Search code examples
xpathblockquote

Excluding blockquote from forum post with xpath


I'm trying to extract forum posts (message2) while getting rid of the blockquote (message1). Here is the HTML (post content modified/simplified):

 <div class="cPost_contentWrap ipsPad">
                      <div data-controller="core.front.core.lightboxedImages" class="ipsType_normal ipsType_richText ipsContained" itemprop="text" data-role="commentContent">
                        <blockquote data-ipsquote-contentclass="forums_Topic" data-ipsquote-contentid="40244" data-ipsquote-contenttype="forums" data-ipsquote-contentapp="forums" data-cite="aries_gurl" data-ipsquote-username="aries_gurl" data-ipsquote-contentcommentid="584324" class="ipsQuote" data-ipsquote="">
                          <div>
                            (message1)
                          </div>
                        </blockquote>

                        <p>(message2)</p>
                      </div>

I am trying with the following XPath query:

//div[@class="ipsType_normal ipsType_richText ipsContained"]/p[not(@class="ipsQuote")]
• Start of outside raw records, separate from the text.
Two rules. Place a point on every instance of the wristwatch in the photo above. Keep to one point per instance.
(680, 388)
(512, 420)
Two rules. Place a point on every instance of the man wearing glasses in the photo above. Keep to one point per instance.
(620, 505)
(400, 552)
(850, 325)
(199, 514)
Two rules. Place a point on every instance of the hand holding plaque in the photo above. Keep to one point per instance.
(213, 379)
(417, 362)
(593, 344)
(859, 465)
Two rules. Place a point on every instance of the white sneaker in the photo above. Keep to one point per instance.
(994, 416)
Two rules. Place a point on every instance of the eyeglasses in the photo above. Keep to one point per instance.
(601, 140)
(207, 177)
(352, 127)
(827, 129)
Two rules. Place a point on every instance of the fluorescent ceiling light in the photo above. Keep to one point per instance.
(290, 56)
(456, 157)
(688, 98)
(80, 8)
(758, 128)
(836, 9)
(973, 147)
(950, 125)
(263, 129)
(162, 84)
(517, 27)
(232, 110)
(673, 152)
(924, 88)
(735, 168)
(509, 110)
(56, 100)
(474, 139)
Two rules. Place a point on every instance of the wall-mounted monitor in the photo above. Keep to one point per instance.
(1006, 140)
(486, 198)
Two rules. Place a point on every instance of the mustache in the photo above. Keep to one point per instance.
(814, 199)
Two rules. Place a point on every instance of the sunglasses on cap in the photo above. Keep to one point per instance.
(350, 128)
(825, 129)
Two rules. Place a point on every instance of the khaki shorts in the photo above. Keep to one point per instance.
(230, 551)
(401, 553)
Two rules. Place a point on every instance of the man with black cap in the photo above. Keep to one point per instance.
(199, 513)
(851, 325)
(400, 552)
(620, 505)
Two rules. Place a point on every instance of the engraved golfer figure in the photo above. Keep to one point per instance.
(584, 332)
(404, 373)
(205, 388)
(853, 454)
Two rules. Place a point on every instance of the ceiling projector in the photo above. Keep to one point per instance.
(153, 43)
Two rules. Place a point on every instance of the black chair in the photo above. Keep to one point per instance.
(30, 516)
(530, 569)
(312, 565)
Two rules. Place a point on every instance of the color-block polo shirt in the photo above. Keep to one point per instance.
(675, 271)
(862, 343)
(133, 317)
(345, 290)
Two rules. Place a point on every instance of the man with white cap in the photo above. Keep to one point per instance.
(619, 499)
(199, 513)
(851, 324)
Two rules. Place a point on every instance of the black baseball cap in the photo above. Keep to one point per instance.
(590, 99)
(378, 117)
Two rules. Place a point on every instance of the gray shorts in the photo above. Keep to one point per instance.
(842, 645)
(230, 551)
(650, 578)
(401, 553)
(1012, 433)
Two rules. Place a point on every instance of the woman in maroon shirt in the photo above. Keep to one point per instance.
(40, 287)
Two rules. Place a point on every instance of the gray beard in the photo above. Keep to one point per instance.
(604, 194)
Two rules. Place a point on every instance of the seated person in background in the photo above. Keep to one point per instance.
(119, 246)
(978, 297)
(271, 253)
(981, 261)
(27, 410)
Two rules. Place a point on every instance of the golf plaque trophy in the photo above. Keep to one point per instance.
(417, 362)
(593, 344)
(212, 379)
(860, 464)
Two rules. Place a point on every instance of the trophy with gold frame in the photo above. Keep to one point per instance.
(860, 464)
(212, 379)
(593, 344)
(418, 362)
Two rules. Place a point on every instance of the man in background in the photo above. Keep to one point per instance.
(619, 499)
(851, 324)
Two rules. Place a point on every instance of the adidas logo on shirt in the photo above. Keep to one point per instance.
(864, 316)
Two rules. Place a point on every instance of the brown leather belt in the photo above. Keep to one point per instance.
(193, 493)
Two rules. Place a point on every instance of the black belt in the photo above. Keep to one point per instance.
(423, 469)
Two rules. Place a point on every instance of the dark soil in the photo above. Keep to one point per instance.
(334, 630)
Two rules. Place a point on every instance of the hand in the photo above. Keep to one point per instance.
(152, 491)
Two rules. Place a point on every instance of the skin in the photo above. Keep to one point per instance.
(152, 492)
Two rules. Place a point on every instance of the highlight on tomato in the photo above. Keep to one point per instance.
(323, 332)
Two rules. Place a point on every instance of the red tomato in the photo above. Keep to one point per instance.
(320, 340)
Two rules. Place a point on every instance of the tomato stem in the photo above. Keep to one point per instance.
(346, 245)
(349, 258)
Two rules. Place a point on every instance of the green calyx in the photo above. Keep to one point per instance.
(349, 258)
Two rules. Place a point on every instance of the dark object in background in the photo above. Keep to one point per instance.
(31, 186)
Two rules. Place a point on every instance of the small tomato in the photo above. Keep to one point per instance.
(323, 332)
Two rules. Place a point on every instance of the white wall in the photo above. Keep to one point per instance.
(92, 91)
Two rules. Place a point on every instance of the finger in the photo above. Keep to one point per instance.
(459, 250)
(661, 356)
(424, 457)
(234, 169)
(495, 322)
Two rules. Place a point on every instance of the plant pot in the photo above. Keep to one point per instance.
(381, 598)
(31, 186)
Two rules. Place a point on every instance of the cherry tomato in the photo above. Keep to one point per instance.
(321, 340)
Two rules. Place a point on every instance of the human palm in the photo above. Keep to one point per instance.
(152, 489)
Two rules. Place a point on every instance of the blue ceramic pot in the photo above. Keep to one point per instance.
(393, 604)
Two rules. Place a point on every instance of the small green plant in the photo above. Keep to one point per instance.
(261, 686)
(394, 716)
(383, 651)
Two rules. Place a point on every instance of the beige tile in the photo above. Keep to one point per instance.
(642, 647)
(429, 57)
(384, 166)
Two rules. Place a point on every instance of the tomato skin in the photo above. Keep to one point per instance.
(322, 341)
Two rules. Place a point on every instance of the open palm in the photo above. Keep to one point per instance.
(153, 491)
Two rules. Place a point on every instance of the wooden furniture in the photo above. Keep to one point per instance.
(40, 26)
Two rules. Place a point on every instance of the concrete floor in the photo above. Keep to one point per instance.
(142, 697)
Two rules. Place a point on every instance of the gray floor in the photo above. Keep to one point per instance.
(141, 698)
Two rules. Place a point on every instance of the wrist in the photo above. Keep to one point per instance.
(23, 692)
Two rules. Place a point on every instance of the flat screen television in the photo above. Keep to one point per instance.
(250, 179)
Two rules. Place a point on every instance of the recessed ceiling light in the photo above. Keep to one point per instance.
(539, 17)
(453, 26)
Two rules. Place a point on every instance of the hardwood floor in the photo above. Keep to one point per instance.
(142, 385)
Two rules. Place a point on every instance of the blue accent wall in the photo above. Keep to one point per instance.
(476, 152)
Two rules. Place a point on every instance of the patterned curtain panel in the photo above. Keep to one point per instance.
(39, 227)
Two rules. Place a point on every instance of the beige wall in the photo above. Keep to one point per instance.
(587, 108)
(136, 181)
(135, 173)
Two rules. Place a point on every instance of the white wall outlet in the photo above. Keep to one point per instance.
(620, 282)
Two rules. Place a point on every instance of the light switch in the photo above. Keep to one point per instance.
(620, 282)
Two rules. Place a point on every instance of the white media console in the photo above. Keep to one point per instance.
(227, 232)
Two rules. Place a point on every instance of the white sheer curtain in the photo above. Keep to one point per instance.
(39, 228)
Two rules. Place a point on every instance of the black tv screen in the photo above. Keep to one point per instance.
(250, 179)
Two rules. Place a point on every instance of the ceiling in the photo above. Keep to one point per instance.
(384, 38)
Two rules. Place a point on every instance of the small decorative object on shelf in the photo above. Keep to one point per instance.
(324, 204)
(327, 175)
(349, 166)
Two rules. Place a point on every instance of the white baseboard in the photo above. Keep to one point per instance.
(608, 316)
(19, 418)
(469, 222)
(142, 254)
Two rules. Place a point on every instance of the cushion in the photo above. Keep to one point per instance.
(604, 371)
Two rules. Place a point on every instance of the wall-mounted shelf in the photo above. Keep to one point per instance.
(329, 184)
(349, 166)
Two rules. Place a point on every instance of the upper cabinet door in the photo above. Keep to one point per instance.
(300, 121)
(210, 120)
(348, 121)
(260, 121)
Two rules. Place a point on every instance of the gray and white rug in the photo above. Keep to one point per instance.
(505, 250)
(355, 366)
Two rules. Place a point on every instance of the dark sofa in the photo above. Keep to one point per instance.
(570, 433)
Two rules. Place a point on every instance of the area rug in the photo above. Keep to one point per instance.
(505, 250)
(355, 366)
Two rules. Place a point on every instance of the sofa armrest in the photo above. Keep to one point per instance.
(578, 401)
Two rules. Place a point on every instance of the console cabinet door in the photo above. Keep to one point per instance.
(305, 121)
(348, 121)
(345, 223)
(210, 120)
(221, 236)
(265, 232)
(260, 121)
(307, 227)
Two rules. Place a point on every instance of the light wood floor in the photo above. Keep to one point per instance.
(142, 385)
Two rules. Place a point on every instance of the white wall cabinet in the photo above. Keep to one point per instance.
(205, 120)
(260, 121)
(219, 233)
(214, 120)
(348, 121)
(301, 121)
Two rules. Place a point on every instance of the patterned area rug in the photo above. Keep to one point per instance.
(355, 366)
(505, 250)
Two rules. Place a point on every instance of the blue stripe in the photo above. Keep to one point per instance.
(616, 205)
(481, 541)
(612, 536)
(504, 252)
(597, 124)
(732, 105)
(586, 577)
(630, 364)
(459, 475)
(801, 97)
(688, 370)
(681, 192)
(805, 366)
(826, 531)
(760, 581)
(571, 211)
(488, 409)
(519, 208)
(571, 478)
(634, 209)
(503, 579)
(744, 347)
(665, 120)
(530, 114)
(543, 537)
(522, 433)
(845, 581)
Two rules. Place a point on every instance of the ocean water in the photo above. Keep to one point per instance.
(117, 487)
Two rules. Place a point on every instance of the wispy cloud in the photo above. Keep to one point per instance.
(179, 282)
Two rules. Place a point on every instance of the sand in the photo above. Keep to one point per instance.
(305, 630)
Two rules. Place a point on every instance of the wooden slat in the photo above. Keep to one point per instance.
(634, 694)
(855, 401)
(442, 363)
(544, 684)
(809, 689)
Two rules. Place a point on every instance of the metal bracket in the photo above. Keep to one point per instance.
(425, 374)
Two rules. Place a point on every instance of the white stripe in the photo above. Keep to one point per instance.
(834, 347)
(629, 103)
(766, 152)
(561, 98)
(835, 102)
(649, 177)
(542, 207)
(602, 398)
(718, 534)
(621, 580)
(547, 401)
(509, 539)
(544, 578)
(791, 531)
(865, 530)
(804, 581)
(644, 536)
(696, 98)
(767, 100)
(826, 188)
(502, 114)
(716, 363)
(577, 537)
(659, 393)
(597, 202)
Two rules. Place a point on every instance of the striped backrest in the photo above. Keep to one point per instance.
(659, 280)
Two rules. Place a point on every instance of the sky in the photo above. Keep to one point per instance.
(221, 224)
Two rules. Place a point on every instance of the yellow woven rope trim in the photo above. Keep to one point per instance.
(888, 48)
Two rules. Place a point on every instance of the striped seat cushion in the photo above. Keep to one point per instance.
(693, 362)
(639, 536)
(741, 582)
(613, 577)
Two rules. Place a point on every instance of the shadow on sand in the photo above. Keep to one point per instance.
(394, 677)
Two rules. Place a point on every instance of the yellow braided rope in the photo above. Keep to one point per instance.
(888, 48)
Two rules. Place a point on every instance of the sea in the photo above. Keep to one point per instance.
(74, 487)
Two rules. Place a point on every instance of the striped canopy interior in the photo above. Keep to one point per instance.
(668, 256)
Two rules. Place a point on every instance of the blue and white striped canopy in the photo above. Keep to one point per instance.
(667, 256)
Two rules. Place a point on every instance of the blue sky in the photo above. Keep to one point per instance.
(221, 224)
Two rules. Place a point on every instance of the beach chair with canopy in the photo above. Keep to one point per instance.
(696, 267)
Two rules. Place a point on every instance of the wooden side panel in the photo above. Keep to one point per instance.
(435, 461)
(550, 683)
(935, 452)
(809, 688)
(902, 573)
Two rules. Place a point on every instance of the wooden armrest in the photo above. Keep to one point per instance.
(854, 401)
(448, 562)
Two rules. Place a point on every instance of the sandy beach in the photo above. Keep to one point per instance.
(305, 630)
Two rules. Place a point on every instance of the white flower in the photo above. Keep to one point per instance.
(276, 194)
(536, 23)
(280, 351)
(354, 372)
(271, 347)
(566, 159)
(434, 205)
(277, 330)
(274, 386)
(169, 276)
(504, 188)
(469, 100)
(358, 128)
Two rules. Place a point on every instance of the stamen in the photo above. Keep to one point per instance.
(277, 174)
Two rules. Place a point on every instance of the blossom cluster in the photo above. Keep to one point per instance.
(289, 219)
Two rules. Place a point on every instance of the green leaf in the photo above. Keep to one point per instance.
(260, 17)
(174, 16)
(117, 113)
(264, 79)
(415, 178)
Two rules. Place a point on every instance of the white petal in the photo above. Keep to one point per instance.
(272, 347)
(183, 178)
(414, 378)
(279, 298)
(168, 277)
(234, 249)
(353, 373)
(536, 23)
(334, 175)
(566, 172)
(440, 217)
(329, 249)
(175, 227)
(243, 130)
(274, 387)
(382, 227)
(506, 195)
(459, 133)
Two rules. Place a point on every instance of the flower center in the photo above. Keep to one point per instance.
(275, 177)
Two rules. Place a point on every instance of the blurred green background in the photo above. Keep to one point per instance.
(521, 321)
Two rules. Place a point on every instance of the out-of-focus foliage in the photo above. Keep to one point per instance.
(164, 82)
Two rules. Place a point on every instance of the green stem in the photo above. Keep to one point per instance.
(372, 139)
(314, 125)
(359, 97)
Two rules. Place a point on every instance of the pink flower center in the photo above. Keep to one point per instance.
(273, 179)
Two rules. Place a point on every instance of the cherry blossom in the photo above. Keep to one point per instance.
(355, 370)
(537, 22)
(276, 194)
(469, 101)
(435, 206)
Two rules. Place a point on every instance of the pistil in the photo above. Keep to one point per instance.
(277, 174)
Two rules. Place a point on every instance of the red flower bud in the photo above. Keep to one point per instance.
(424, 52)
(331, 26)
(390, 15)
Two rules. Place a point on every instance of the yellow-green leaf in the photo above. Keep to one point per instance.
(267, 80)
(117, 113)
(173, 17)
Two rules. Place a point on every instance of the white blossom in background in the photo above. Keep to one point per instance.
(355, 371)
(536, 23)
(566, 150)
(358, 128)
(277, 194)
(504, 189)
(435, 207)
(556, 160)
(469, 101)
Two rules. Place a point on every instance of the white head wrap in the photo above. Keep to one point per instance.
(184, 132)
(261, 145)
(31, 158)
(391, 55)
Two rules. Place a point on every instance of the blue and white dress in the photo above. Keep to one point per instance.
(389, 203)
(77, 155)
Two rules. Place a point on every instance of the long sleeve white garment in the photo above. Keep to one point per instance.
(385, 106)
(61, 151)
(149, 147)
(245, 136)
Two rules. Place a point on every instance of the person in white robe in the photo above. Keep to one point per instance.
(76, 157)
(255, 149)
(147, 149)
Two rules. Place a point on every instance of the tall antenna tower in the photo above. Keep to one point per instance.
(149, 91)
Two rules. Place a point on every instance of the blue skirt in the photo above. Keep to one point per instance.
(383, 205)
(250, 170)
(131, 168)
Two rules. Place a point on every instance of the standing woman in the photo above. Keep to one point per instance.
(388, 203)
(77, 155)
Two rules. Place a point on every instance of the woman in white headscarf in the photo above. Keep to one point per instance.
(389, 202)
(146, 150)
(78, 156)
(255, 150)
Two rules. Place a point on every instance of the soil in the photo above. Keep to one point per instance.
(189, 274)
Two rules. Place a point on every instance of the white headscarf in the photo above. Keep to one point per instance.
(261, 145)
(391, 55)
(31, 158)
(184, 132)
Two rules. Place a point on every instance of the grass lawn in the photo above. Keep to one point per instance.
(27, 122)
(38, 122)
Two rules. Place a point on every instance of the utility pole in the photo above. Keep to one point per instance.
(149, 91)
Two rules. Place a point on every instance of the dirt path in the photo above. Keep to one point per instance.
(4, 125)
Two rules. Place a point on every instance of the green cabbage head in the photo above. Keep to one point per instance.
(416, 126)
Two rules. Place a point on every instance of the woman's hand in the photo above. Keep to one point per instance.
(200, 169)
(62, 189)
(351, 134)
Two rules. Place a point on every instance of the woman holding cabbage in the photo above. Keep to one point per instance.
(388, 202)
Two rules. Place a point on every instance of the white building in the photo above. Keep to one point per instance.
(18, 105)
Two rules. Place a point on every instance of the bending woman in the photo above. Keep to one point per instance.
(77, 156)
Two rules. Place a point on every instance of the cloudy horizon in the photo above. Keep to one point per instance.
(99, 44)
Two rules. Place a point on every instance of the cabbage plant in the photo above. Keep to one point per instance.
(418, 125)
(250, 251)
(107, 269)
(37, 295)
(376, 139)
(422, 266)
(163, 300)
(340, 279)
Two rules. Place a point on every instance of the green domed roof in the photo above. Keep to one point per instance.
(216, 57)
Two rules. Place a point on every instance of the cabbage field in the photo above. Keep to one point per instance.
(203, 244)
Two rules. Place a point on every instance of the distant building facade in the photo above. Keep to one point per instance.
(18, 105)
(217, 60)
For some reason, however, this query returns all subsequent posts under the same case rather than just the current node -so, taking the above as a reference, the returned results would be: message2 message2 message2 message2, and so on (total N of messages).

Is there a way I can get one message at a time? Thank you!


Solution

  • Is there a way I can get one message at a time?

    Yes ;) use:

    (//div[@class="ipsType_normal ipsType_richText ipsContained"]/p[not(@class="ipsQuote")])[1] 
    

    for the first one. And [n] with n=1..x for the others.